# Cool Tips for the shop - Aug 13, 2016



## tyvekboy (Feb 24, 2010)

Some good things I found on-line that I thought I'd pass along to all my buddies and anyone who happens upon this post.

*TIP #!:*

*Fence transforms tablesaw into a real router table *

Free plans for those who want or have a router table extension on their table saw.

http://www.finewoodworking.com/item/31173/free-plan-tablesawrouter-combo

I'm thinking of adding this to my Milti-Use Table Saw Fence .

*TIP #2*

*Keyway Keys Guarantee Accuracy*
Learn an old machinist's secret to verify the accuracy of your work.

http://www.finewoodworking.com/how-to/video/keyway-keys-guarantee-accuracy.aspx?&lookup=auto&V18=&V19=&V20=&V21=&V22=&V23=&V24=&V25=&V26=&V53=&V54=&Taun_Per_Flag=true&utm_source=eletter&utm_medium=eletter&utm_content=fw_eletter&utm_campaign=fine-woodworking-eletter

That's all for today.


----------



## shipwright (Sep 27, 2010)

The first one looks pretty familiar to me. I have a reasonably similar jig that I use on my Unisaw at home and on my ShopSmith in Az. They both work great. Lots of ways to build them but you gotta love using your tablesaw fence as a router table fence as well.

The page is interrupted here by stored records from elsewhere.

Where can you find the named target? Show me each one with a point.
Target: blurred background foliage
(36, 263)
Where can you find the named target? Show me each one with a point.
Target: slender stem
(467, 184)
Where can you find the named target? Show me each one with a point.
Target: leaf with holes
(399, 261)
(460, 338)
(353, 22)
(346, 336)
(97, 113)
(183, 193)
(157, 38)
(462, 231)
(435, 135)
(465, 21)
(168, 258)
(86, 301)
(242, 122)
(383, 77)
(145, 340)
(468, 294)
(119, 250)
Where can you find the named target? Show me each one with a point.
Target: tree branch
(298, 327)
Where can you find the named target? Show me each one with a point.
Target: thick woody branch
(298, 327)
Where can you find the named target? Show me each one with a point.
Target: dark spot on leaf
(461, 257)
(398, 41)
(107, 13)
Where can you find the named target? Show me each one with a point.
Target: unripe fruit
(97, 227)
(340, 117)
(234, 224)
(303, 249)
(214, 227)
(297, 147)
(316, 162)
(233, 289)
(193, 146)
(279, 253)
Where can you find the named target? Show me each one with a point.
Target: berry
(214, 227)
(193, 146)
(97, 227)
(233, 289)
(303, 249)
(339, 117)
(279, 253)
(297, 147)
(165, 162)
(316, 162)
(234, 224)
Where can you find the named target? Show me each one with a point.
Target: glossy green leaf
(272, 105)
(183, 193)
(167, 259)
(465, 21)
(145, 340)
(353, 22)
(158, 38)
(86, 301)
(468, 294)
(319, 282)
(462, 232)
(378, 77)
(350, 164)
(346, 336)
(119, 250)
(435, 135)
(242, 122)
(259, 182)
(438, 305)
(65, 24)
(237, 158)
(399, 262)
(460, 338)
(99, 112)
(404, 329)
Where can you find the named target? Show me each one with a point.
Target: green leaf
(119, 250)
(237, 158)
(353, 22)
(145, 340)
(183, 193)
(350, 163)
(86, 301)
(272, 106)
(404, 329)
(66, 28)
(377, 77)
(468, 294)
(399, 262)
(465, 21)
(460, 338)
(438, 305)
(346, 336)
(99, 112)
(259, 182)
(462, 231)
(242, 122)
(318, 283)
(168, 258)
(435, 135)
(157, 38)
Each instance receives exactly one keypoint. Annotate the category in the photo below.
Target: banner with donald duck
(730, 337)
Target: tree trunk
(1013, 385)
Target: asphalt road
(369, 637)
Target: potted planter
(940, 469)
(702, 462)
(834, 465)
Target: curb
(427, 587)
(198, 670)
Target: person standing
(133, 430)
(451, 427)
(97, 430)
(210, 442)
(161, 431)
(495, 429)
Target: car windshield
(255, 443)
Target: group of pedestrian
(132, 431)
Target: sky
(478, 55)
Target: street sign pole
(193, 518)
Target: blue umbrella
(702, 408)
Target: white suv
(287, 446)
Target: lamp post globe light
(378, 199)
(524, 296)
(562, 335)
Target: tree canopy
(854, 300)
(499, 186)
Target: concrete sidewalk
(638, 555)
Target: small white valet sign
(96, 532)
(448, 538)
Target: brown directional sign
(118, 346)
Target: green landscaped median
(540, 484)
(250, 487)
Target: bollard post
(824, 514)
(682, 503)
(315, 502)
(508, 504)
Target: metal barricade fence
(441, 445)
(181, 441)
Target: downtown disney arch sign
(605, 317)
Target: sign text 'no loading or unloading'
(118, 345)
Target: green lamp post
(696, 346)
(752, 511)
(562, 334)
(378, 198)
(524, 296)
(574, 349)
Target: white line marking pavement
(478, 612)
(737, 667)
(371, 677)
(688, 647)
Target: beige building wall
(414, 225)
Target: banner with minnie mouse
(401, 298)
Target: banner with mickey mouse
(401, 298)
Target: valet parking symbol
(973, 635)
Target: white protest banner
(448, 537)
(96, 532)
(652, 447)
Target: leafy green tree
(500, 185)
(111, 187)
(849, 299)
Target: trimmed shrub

http://lumberjocks.com/projects/60822


----------



## clin (Sep 3, 2015)

Both great tips. Thanks tyvekboy.

I don't yet have a router built into my table saw extension, but it is on the list. This looks like a great way to do the fence.


----------



## icemanhank (Jun 30, 2012)

Thanks for that mate!


----------



## JoeLyddon (Apr 22, 2007)

Very good tips…

Seems like I received some of these in an email today! 
... it's nice to see them again… for everyone…


----------



## kiefer (Feb 5, 2011)

FW should publish your fence setup .

Klaus


----------



## tyvekboy (Feb 24, 2010)

Since my fence is just a combination of their ideas I don't think they'd be interested. Now if I can make it brew beer while using the table saw and router … maybe they'd publish it then … lol


----------



## Regin (Aug 16, 2016)

Very helpful tips. Thanks for sharing this.


----------



## Bushie (Feb 26, 2016)

These a great tips.
Thanks for posting.
Particularity like your adaption on:

http://lumberjocks.com/projects/105775


----------